Each concept state of the value matrix \(V_{t}\) is updated by \(U_{t}\). \(\left( {1 - U_{t} } \right)*V_{t}\) represents the unforgettable part of the previous knowledge state, and \(U_{t} *\tilde{V}_{t}\) represents the unforgettable part of the knowledge gained from this exercise. And \(V_{t + 1}\) means the new student’s knowledge state.

$$ V_{t + 1} = \left( {1 - U_{t} } \right)*V_{t} + U_{t} *\tilde{V}_{t} . $$
(13)

3.5 Optimization Process

The optimization goal of our model is that the predicted probability \({p}_{t}\) is close to the student’s answer \(a_{t}\), that is to minimize the cross entropy loss \(L\).

$$ L = - \sum\nolimits_{t} {a_{t} \;log \left( {{{p}}_{{{t}}} } \right) + \left( {1 - a_{t} } \right)\; log \left( {1 - {{p}}_{{{t}}} } \right)} . $$
(14)

4 Experiments

4.1 Datasets

There are several datasets to test the performance of models in Table 2, including Statics2011, ASSISTments2009, ASSISTments2015 and ASSISTment Challenge. And these datasets come from real online learning systems.

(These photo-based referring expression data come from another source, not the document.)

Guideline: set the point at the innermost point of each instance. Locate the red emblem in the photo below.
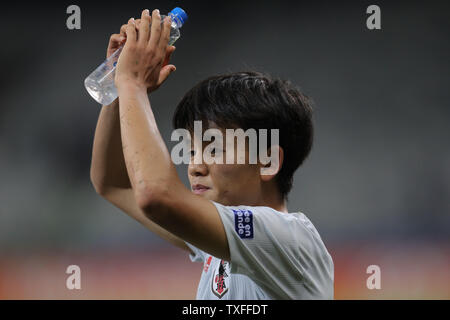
(207, 263)
(220, 280)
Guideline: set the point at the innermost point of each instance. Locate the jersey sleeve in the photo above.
(283, 253)
(197, 255)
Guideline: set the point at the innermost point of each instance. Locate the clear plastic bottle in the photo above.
(100, 83)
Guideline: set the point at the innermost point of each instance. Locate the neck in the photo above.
(272, 198)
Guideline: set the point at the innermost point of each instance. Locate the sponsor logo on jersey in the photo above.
(243, 223)
(221, 279)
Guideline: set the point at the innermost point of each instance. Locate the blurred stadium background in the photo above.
(376, 186)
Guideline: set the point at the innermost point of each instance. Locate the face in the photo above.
(228, 184)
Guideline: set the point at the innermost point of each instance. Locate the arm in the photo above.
(157, 188)
(108, 172)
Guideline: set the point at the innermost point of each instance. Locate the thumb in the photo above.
(165, 72)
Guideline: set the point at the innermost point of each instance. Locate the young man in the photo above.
(234, 219)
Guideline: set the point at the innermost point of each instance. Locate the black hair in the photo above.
(254, 100)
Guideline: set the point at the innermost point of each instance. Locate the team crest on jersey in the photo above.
(243, 223)
(221, 279)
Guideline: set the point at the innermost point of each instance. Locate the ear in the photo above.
(270, 170)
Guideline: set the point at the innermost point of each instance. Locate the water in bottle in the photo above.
(100, 83)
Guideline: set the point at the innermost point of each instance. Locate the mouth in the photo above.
(199, 188)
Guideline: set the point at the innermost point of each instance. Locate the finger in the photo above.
(165, 72)
(169, 51)
(123, 28)
(115, 40)
(144, 28)
(156, 29)
(165, 34)
(130, 31)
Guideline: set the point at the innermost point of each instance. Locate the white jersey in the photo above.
(273, 255)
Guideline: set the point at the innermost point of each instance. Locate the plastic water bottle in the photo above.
(100, 83)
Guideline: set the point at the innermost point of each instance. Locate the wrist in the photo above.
(127, 85)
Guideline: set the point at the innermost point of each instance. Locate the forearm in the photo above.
(108, 165)
(147, 159)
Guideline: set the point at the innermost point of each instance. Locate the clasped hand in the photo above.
(143, 61)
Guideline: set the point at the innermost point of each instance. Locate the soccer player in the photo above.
(234, 219)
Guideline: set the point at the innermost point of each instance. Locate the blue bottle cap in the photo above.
(180, 15)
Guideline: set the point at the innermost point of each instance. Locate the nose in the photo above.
(196, 170)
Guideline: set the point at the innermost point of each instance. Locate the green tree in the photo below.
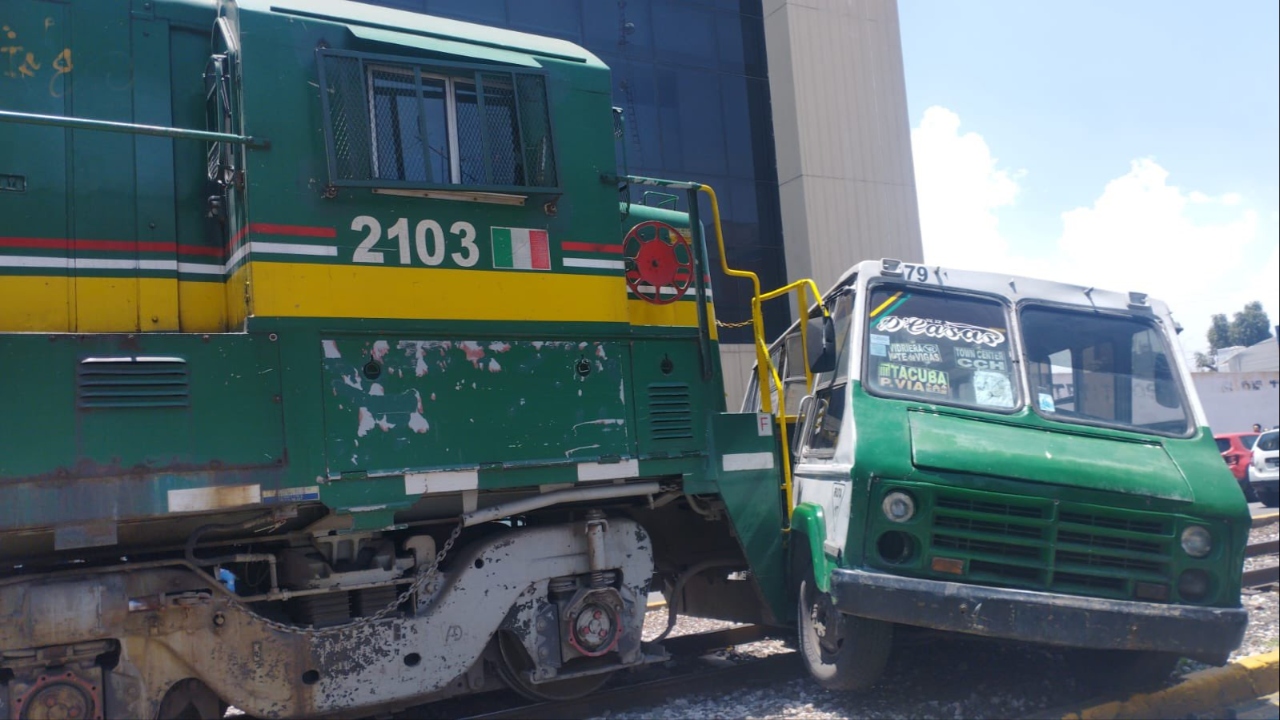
(1249, 326)
(1219, 332)
(1206, 361)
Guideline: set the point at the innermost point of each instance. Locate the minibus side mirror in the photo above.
(821, 343)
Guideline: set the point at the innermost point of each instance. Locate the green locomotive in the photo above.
(336, 378)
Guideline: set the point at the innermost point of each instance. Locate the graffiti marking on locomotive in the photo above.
(24, 64)
(429, 242)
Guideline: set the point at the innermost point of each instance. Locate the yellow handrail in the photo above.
(764, 369)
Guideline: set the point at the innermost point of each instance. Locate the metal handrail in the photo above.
(131, 128)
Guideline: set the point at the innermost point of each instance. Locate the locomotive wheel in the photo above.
(190, 700)
(513, 661)
(842, 652)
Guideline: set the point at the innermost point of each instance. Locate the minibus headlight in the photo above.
(899, 506)
(1196, 541)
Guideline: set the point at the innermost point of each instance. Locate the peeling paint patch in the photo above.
(444, 481)
(602, 422)
(193, 500)
(589, 472)
(736, 461)
(365, 422)
(472, 351)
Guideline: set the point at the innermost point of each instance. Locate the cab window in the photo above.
(940, 347)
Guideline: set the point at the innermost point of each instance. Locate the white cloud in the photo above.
(958, 181)
(1201, 254)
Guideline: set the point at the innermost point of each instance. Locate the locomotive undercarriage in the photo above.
(551, 605)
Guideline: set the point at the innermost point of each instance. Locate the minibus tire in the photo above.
(863, 651)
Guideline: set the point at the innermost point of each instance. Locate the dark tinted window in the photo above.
(713, 126)
(1102, 369)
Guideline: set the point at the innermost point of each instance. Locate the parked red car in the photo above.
(1237, 450)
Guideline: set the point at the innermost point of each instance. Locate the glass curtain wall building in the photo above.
(693, 81)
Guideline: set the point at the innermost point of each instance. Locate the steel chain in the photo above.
(419, 583)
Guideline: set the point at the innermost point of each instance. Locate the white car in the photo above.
(1264, 474)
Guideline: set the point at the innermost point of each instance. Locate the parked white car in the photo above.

Table 2. Dataset statistics
  1. (1)

    Statics2011: This dataset has 1,223 exercise tags and 189,297 interaction records of 333 students, which comes from an engineering mechanics course of a university.

  2. (2)

    ASSISTments2009: This dataset contains 110 exercise tags and 325,637 interactions records for 4,151 students, which comes from the ASSISTment education platform in 2009.

  3. (3)

    ASSISTments2015: This dataset is collected from the ASSISTment education platform, which has 100 exercise tags and 683,801 interactions records of 19,840 students.

  4. (4)

    ASSISTment Challenge: This dataset was used in the ASSISTment competition in 2017, and it contains 102 exercise tags and 942,816 interaction records of 686 students.

4.2 Evaluation Method

In the field of knowledge tracing, we usually use AUC as the evaluation criteria for model classification. The advantage of AUC is that even if the sample is unbalanced, it can still give a more credible evaluation result [28]. This paper also uses AUC as the evaluation of the model. And the higher the value of AUC, the better the classification result. As shown in Fig. 5, ROC curve is drawn according to TPR and FPR, and AUC is obtained from the area under ROC curve.

Fig. 5.
figure 5

Description of the AUC calculation

4.3 Implementation Details

In this paper, the training set and test set of each dataset was randomly assigned, 70% of which is the training set and the remaining 30% is the test set. The five-fold cross-validation method was used on the training set, and 20% of the training set was divided into the validation set. We used early stopping and selected hyperparameters of model on the validation set. And the performance of the model was evaluated on the test set.

Gaussian distribution was used to initialize the parameters randomly. Stochastic gradient descent method was adopted as the optimization method for training. And batch size was set to 50 on all datasets. The maximum number of training times of the model was set to 100 epochs. The epoch with the best AUC value on the validation set was selected for testing. And the average value of AUC on the test set was used as the model evaluation result.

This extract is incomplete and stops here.